However this wasn't quite the end of the software development as I raised a pull request to put this into the main mycroft code source code. After a little bit of discussion it was decided that this new event was not needed, and what should happen is one of the already existing events should be fired at the time I was sending mine. By the time this is out all this PR could very well be merged. I have updated teh speaker control software to use this event (the "wakeword" event.
Developing the switch skill
As I mentioned in the beginning, I decided, rather then use one of the existing skills, to develop my own skill to control the smart switch. This was because a lot of the skills for home automation seemed more geared around controlling entire systems, and I just had one light. It seemed like I would be overcomplicating things to put together an extra server just for that.
The skill is comprised of three parts, the vocab, the dialog and the code that joins the two.

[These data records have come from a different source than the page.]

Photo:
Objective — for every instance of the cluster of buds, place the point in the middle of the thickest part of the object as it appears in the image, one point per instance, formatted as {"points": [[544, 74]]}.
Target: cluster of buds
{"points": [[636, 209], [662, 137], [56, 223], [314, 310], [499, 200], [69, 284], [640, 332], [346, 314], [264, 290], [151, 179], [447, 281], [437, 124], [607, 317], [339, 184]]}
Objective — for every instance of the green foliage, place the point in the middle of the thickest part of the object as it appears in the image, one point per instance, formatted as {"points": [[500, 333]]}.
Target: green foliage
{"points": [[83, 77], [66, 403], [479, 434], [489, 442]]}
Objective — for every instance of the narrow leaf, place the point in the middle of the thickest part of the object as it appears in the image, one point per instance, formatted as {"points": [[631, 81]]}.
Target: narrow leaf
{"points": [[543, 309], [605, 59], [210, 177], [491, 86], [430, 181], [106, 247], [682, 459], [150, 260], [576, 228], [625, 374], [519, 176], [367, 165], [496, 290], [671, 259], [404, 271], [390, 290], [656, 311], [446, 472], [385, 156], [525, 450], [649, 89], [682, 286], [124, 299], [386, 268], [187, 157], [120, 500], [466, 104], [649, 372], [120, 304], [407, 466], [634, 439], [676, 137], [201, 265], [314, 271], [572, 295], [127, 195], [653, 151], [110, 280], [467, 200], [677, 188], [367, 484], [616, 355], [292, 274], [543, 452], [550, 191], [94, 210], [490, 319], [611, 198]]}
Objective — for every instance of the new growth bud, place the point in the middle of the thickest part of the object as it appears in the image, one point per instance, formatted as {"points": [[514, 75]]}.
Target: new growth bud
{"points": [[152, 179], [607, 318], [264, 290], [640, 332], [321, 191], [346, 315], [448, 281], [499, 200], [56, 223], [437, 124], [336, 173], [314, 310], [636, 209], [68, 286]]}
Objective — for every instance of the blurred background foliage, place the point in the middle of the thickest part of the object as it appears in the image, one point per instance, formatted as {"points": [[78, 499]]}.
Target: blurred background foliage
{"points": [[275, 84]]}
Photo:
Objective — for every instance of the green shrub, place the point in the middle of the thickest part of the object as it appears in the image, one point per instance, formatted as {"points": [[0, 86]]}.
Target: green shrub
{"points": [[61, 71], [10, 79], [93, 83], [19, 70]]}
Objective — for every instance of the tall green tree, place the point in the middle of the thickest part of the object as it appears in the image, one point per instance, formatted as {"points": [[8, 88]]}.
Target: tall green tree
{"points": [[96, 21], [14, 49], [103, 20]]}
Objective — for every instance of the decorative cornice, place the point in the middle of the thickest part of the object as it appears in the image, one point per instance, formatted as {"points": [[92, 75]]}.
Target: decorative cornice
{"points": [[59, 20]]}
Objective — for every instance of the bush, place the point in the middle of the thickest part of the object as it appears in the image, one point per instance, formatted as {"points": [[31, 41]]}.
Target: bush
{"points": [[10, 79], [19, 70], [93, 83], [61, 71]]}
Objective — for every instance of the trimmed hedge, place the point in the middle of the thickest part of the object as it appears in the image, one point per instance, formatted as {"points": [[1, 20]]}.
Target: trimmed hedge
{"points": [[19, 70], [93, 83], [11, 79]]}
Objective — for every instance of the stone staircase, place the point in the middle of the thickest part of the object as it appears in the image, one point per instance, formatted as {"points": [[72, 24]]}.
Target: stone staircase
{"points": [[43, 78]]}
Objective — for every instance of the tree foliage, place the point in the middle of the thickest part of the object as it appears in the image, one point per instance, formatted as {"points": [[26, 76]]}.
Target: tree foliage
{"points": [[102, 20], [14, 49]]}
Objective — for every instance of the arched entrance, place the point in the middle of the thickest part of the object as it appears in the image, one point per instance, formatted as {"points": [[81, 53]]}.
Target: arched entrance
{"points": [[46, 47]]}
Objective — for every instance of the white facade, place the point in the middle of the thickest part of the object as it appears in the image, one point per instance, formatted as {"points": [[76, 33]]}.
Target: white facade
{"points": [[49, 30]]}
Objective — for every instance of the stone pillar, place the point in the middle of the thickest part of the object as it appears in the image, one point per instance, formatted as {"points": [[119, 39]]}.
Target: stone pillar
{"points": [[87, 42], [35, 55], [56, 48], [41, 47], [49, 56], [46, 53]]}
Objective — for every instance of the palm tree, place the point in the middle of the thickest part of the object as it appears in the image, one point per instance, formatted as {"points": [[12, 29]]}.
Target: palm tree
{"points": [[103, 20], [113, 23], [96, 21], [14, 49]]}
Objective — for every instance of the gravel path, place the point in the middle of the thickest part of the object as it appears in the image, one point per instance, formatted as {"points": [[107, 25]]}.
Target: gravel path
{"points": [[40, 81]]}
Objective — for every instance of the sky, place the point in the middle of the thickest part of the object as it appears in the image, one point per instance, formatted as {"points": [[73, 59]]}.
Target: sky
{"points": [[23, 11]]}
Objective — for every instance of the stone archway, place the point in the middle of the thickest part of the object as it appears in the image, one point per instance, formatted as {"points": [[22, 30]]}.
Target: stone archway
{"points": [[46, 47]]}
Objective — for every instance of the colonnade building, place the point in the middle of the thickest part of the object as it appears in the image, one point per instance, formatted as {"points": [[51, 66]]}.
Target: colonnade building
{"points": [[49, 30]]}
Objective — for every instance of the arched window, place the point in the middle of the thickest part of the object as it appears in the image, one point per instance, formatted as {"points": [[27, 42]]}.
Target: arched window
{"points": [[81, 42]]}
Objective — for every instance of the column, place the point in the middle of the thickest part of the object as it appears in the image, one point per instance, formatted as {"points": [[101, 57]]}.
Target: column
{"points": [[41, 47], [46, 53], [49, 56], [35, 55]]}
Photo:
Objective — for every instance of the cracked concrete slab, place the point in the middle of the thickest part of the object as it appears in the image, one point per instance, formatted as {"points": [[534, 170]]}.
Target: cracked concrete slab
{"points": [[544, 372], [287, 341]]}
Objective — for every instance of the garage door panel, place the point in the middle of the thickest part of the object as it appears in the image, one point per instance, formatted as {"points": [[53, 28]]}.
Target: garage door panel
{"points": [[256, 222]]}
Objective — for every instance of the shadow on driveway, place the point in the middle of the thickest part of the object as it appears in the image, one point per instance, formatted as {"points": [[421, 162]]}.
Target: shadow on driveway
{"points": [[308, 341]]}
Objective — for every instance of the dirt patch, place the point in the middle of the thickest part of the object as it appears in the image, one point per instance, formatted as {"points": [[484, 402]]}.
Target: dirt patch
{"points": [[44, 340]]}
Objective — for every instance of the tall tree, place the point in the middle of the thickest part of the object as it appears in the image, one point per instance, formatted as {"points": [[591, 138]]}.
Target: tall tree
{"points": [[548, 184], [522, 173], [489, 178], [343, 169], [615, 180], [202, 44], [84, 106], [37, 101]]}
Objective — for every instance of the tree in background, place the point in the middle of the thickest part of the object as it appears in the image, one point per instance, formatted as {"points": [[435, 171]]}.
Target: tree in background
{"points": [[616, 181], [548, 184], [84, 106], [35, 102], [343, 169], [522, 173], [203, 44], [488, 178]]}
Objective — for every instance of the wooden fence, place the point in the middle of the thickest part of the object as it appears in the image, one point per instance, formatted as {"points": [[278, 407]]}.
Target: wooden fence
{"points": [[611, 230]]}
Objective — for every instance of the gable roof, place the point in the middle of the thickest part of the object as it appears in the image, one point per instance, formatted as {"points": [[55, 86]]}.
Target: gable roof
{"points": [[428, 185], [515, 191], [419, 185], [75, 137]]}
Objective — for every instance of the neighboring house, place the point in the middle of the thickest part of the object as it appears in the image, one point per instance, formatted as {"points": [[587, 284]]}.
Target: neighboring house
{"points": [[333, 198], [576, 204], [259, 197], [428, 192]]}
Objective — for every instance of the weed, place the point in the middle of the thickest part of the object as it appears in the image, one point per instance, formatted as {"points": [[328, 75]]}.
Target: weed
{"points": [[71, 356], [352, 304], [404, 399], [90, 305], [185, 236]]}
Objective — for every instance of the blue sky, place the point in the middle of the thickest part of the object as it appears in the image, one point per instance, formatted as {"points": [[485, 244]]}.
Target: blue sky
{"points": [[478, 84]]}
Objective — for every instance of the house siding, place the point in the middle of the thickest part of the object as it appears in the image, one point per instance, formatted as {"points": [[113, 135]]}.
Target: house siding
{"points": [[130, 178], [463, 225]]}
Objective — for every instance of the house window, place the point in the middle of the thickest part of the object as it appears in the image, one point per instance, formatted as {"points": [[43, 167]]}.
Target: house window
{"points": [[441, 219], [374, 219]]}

The vocab is a set of words that this particular skill can understand. The dialog is what the skill can say. The code will be a subclass of the MycroftSkill class and you can build phases that can be matched on by specifying patterns of vocab. This is called an Intent. So, In my “TurnLights.voc” file I had 4 phrases “turn on the light”, “turn on the lights”, “please turn on the light” and “please turn on the lights” and in the “Status.voc” file I had “on” and “off”. When I built an intent with “TurnLights” first and “Status” second I could match on any combination of those two. I can also pull out which word was in the “Status” section so I could know wether to send the “On” or “Off” command to the smart switch. I then needed to build a second intent to handle the possibility of getting the words in a different order.
And there it was, a homebrew voice activated light.
Obviously I’m going to do a bit more with this than just turn a light on and off. The next obvious thing to do will be to make it work with Spotify. There is already a skill in mycroft to do this, but the spotify player needs to be installed separately. If you buy a pre-built smart speaker from the mycroft company this will come built in, but since I did things th hard way I’ll have to do it myself. I would also like to add in the ability to ask it for the times of local trains and buses, but that will be a rather big new skill. On the hardware front I think adding an LED that gives some indication of the status of the smart speaker woudl be very useful.
But the more interesting thing for me would be to put this somewhere other than the home. Maybe put it in a car……